I think part of the issue I was having with ansible (and terraform and probably other tools I didn’t try) was the shift in authentication mechanisms without entirely clearing out all other mechanisms.

What I mean is that aws-azure-login would create an aws/credentials file but aws login doesn’t.

When running things other than aws cli, the credentials file was still being used but was invalid. This was hard to realize because all of the core aws cli functions were using the new method.

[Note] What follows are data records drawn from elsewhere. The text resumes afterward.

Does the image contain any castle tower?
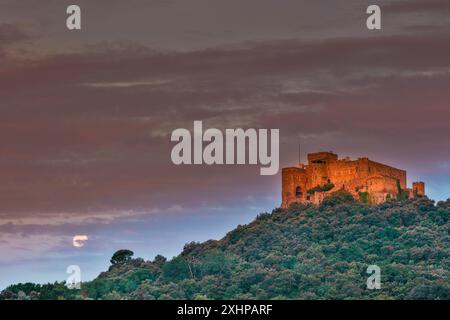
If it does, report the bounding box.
[281,167,306,208]
[413,181,425,196]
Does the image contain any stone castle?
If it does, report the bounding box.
[281,152,425,208]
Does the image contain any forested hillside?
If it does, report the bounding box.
[1,192,450,299]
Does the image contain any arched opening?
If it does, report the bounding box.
[295,187,303,198]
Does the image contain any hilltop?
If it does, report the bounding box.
[2,192,450,299]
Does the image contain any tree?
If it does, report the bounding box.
[111,249,134,265]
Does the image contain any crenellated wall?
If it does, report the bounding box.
[282,152,425,207]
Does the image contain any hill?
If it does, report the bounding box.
[1,193,450,299]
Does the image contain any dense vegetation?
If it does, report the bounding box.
[1,192,450,299]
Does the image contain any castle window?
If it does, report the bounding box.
[295,187,303,198]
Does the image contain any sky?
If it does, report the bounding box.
[0,0,450,289]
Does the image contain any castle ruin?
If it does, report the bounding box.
[281,152,425,208]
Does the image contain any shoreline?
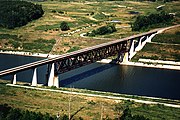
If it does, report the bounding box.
[0,50,60,58]
[0,50,180,70]
[97,59,180,70]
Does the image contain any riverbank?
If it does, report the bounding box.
[98,59,180,70]
[0,79,180,120]
[6,84,180,108]
[0,50,60,58]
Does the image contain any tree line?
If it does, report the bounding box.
[0,0,44,29]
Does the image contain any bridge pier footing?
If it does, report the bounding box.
[48,63,59,88]
[12,74,17,85]
[31,68,37,86]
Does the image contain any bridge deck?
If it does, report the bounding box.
[0,29,160,76]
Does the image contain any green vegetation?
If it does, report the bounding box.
[0,0,44,29]
[86,24,117,36]
[22,39,55,53]
[65,43,80,52]
[132,11,173,31]
[153,32,180,44]
[133,27,180,61]
[60,21,70,31]
[0,81,180,120]
[0,104,55,120]
[0,0,180,54]
[133,43,180,61]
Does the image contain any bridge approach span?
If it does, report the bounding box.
[0,29,160,87]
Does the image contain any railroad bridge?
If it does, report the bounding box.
[0,29,159,87]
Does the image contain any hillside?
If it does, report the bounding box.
[0,0,180,54]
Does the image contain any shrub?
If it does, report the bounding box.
[0,0,44,29]
[132,11,173,31]
[60,21,70,31]
[86,24,117,36]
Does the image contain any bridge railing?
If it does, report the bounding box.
[0,29,159,85]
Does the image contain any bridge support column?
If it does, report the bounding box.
[48,63,59,87]
[12,74,17,85]
[123,52,129,63]
[135,36,145,51]
[54,75,59,88]
[31,68,37,86]
[146,33,157,42]
[129,40,136,59]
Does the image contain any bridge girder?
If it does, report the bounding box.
[55,41,127,74]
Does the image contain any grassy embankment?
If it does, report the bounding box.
[0,1,179,54]
[0,81,180,120]
[133,27,180,62]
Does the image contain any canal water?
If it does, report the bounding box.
[0,54,180,100]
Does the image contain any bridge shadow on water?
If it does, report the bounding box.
[60,64,116,87]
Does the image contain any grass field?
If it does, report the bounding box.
[0,0,180,54]
[133,27,180,61]
[0,81,180,120]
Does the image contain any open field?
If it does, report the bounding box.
[0,81,180,120]
[133,27,180,62]
[0,0,180,54]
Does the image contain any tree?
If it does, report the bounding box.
[60,21,70,31]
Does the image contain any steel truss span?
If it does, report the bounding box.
[55,41,127,74]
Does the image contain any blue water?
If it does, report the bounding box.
[0,54,180,100]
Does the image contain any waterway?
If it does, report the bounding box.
[0,54,180,100]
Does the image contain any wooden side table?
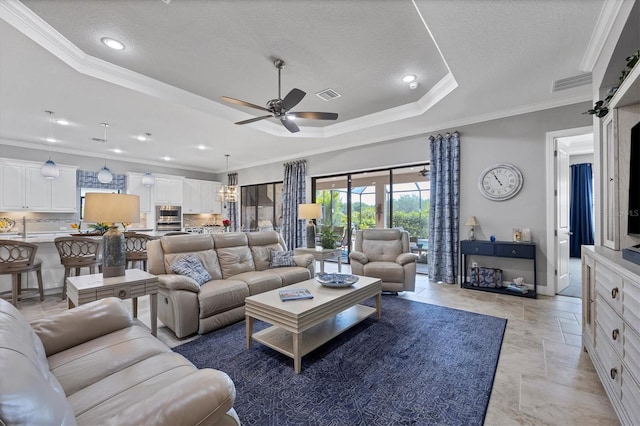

I completely removed my .aws folder and started over with just the aws login and found this combination worked well:

Start with aws login --profile aws-login which automatically creates this in .aws/config.

[profile aws-login]
login_session = arn:aws:sts::402300540126:assumed-role/Admin/awilson@rfx-tech.com
region = us-east-1

Then, manually add this to .aws/config

[default]
region = us-east-1
credential_process = aws configure export-credentials --profile aws-login --format process

All other profiles can still reference the default

[profile the-honor-flight-application]
source_profile = default

This is working for me today.
If I understand correctly, using default (which just about all my profiles do) causes default to call the aws-login profile and output the expected authentication mechanisms.
When I try to use aws login for the default profile, things like ansible do not authenticate correctly.